13 months ago by
Cambridge, United Kingdom
I'd process cells in each run separately up until the point that they need to be combined. This is actually necessary for some procedures -
emptyDrops as the ambient pool will probably differ between runs; and
doubletCells, as doublets can't form between runs. Processing them separately will also make things clearer with respect to quality control of individual samples, and just generally give you a more precise idea of what is present in each sample before you try to mush everything together into a single data set.

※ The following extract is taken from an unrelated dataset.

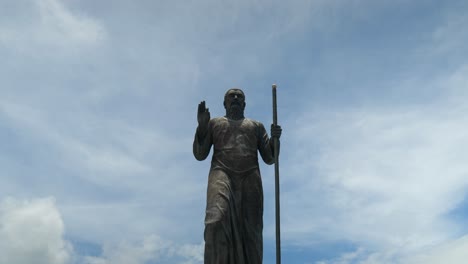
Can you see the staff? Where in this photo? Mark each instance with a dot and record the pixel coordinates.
(277, 201)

The only downside of processing them separately is that you cannot detect genes that are highly variable across samples. If some samples are from different conditions, the standard variance modelling within each sample will not pick up the genes that are only DE between conditions. How much of this is a problem depends on your downstream applications. If you're going to batch correct across all samples anyway, then it doesn't matter as any DE genes would end up being wiped out by the batch correction.

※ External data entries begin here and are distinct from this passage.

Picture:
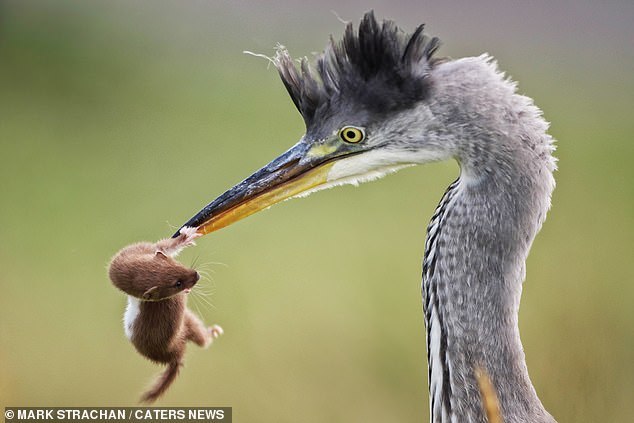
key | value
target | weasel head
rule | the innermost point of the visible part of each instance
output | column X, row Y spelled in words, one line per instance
column 151, row 276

You can avoid this with careful experimental design, e.g., paired WT/KO samples in each batch so that correction cannot remove genotype differences. You can also detect DE genes between conditions by summing cells within each batch (possibly per population) and treating them as pseudo-bulk for edgeR analyses (see https://doi.org/10.1093/biostatistics/kxw055). This complements a batch-corrected single-cell-level analysis, e.g., when a treatment causes both a systematic DE and changes in population composition.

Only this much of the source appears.